This New Years I had a bottle of Chambord, the raspberry liquer, and I sipped it through heavy cream. The cream is dribbled over the back of a spoon, to pool on top of the liquer in a seperate layer.
I have heard that different liquers themselves can be layered like this, sometimes even in threee layers, but have so far not found lists of the specific gravities of them, to know which are lighter and which heavier.
There are some disagreements between the two sources, for example Crème de Banana is listed as 1.18 at one site and 1.14 at the other.

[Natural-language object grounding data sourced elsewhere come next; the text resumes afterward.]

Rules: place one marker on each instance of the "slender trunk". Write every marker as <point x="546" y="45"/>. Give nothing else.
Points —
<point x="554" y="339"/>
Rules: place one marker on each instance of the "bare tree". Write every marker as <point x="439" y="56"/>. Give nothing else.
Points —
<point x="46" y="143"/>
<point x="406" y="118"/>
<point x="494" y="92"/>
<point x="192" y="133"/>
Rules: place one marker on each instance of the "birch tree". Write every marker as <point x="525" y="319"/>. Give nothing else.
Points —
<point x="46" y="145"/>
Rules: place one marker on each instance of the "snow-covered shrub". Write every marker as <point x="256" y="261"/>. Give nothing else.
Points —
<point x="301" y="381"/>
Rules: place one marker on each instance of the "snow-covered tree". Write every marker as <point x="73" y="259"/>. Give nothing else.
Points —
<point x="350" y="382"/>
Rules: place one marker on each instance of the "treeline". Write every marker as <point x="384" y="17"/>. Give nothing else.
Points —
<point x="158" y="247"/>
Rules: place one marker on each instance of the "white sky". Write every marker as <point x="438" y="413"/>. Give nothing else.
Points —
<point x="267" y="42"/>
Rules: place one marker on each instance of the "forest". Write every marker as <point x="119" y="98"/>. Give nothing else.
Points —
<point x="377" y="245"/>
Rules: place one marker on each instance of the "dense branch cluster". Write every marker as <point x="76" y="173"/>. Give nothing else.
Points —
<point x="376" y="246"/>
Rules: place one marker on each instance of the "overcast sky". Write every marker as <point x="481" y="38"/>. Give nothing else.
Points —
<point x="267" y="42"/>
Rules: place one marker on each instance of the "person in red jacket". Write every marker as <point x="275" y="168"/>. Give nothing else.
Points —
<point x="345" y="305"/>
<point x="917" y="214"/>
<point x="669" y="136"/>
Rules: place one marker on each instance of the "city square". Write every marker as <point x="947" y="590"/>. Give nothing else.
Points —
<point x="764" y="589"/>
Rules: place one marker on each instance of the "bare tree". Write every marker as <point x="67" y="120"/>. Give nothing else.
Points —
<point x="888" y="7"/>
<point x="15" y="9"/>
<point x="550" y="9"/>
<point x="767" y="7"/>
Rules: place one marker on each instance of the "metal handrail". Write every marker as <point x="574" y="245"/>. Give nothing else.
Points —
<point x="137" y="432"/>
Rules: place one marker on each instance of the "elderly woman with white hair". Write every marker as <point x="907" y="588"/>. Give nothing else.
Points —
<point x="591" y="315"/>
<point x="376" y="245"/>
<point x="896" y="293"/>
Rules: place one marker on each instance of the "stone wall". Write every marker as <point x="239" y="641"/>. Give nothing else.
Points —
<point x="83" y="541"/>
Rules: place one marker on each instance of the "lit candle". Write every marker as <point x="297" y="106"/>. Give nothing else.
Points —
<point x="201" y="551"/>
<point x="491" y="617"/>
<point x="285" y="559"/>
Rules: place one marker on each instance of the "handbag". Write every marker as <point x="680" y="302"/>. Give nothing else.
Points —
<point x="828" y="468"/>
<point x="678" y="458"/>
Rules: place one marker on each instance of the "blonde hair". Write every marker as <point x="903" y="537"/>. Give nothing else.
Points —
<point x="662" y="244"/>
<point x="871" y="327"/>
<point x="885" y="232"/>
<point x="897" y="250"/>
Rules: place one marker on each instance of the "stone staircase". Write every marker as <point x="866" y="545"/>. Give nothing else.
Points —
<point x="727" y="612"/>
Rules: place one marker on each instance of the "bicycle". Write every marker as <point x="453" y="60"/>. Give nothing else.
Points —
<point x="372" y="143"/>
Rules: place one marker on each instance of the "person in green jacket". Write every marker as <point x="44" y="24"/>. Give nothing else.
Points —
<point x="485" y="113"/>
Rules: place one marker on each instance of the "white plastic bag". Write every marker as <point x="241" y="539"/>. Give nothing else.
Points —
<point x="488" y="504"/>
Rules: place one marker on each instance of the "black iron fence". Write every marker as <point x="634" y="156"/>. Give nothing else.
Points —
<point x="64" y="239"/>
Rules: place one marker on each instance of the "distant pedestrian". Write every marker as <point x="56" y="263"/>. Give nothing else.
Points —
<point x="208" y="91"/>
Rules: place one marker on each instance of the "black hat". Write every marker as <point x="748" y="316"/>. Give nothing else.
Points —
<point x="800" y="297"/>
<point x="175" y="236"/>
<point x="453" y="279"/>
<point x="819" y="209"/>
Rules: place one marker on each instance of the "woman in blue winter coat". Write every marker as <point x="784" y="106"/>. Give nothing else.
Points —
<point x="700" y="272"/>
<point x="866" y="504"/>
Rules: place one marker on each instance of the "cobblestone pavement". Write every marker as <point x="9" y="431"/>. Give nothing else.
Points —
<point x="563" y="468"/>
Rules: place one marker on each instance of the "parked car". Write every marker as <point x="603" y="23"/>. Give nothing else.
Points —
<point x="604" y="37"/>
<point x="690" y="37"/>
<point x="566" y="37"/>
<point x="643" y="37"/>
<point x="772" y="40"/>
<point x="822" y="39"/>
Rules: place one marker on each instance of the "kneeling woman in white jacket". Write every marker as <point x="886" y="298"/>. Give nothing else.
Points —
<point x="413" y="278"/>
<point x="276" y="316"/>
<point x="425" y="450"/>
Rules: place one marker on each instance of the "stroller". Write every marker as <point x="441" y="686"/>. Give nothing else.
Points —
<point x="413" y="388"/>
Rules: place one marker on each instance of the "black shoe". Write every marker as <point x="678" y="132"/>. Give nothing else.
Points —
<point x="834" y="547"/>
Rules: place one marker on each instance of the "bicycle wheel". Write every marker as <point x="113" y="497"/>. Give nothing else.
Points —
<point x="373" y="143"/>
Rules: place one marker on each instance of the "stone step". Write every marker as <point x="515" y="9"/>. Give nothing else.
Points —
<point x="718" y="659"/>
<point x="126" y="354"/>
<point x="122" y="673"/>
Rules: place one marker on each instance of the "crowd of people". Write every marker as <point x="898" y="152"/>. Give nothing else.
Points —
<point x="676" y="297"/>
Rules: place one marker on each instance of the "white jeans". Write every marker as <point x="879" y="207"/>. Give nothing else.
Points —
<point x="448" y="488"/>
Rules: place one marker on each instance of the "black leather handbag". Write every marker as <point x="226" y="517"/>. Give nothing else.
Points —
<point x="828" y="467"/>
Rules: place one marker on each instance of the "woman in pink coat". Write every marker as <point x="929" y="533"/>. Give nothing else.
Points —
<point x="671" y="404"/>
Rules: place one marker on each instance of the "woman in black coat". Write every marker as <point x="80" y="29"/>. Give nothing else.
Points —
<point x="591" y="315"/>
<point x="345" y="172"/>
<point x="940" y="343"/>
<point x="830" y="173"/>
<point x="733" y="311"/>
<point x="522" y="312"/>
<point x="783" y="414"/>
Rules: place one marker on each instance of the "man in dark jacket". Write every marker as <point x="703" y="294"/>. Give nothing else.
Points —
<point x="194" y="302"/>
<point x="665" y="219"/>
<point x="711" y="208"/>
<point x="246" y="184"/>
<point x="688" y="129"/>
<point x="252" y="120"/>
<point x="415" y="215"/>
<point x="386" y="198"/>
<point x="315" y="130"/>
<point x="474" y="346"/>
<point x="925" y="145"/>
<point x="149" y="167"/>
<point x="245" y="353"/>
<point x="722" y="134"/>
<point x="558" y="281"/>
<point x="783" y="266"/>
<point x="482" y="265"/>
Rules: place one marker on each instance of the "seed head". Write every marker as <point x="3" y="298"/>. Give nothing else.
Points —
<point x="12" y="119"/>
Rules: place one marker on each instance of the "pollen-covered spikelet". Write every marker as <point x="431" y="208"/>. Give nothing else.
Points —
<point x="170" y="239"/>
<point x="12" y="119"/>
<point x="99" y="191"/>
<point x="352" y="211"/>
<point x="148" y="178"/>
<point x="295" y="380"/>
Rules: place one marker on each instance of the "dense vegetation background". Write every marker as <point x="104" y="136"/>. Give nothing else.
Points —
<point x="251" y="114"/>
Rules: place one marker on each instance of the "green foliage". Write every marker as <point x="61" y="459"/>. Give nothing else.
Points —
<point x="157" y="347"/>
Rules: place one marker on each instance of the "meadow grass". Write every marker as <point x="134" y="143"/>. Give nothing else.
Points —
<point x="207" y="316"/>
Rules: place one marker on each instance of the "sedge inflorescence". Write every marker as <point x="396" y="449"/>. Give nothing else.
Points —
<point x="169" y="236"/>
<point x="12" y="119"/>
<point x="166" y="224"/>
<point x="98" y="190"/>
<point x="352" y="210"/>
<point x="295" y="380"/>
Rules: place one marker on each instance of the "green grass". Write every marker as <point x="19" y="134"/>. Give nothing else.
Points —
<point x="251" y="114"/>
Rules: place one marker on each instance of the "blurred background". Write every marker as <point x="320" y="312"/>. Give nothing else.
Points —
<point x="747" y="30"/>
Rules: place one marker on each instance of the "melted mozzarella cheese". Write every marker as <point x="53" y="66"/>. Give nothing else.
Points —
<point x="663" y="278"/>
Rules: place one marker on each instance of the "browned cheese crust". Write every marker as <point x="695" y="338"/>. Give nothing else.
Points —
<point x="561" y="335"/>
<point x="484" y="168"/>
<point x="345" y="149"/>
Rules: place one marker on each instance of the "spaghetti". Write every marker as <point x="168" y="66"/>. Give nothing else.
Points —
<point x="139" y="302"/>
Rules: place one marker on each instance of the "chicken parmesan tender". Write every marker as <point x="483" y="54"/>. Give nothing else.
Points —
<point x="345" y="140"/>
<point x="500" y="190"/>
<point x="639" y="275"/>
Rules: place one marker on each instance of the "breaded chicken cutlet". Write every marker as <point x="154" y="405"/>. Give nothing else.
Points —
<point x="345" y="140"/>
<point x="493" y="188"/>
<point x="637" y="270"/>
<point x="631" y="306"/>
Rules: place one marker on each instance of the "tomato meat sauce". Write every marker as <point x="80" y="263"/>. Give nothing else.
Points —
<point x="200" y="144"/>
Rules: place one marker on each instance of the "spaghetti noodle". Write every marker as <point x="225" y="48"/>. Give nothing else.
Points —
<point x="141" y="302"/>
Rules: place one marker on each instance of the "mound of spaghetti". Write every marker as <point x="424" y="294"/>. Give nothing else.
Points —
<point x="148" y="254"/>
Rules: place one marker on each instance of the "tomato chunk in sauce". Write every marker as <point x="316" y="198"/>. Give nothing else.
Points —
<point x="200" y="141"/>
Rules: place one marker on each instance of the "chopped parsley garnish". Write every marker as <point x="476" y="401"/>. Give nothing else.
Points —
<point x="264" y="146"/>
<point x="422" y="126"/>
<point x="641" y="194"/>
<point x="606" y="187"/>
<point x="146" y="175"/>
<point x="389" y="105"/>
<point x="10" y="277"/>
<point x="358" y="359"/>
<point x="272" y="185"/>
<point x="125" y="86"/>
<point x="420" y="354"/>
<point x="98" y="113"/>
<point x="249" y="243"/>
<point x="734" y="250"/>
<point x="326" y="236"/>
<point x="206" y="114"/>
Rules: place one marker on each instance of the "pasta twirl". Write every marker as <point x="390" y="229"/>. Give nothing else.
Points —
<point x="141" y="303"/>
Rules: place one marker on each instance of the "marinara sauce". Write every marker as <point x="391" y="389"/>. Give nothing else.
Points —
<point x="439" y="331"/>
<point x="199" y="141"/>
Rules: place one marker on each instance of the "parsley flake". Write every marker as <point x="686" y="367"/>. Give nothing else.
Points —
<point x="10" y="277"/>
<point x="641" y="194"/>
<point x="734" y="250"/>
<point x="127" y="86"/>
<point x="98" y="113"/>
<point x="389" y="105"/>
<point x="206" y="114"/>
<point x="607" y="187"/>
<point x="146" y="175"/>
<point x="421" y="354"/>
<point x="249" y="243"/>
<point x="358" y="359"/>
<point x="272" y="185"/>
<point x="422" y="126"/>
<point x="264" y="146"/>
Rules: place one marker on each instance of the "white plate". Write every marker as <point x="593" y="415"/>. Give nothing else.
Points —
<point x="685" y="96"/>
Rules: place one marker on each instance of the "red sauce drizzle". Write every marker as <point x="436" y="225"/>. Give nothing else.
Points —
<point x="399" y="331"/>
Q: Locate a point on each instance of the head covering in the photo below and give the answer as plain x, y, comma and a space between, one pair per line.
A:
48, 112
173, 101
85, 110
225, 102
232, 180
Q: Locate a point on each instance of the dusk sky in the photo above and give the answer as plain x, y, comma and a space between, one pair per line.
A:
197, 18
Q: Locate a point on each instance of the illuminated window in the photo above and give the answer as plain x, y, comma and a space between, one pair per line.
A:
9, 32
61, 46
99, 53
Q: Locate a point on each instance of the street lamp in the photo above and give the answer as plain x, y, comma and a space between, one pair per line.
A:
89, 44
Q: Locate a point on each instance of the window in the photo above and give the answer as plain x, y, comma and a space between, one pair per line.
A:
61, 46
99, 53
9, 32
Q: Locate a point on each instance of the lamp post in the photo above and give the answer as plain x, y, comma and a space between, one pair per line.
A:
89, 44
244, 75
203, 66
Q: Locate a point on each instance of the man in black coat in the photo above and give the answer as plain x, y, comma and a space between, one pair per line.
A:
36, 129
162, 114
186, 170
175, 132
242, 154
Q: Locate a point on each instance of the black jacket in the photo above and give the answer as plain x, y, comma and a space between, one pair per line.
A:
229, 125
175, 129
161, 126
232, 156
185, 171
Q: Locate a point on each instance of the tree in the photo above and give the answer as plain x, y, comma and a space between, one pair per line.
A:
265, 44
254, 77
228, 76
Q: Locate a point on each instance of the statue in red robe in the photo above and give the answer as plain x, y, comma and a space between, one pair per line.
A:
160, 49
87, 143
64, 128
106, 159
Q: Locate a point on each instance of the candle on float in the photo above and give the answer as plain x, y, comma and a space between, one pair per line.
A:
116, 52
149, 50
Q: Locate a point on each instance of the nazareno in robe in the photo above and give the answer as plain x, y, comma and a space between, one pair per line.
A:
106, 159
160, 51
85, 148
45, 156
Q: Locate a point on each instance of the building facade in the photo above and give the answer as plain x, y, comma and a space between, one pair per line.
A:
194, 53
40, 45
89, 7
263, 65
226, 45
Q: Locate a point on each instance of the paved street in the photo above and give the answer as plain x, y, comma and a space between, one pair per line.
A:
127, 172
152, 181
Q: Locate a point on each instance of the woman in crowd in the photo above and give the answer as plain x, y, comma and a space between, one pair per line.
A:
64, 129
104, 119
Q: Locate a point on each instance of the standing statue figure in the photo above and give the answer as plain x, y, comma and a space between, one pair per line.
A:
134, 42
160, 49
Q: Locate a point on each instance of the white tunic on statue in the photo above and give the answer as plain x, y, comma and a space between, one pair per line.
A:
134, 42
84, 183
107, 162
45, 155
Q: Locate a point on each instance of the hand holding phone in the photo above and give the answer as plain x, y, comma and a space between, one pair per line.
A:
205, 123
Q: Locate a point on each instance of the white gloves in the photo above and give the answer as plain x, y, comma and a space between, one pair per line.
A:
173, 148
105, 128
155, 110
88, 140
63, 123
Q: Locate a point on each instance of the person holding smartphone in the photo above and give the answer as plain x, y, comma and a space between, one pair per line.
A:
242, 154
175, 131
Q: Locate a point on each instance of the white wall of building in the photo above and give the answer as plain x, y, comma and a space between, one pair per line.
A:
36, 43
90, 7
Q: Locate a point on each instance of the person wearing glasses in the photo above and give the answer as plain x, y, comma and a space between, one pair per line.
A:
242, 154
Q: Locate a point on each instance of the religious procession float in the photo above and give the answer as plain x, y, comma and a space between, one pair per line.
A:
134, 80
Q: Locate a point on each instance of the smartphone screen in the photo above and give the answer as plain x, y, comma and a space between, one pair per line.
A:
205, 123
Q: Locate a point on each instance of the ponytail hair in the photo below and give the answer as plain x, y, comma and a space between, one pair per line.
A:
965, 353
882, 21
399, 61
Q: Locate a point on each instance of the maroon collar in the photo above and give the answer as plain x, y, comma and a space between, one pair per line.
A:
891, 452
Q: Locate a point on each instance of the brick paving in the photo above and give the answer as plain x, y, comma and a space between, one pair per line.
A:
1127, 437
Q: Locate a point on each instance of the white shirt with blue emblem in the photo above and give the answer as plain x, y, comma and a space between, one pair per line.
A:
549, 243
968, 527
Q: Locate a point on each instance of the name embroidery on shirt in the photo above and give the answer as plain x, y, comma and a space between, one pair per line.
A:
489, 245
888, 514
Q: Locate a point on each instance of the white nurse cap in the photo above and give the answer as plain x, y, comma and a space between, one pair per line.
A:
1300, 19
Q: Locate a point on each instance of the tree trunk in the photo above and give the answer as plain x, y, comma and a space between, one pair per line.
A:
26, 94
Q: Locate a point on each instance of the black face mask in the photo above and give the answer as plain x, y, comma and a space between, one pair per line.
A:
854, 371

This is probably due to brand variation. Different amounts of sugar and different amounts of ethanol will give you different densities. Thus the tables can be helpful as a buying guide, but the final proof of the pudding is in putting a drink together with your own booze and seeing what sinks, and what floats.
Here’s a good guide to pousse cafés. Thirty-five years ago in San Francisco at a Fisherman’s Wharf restaurant with a snooty faux-French waiter, I watched in delight as he dropped the haughty pose and crouched down eye-level with the bar to help the barman check that the pousse-cafés I had ordered for my fiancé and I were going well. They did a superb job, served the five-layer (Or was it six? Lots of layers, anyway.) drink with a flourish, and a big smile.
It may just have been my imagination, but he may have been tired of whiny tourists, and a chance to show off a fancy drink in the middle of what was a quiet afternoon might have tickled him somewhat.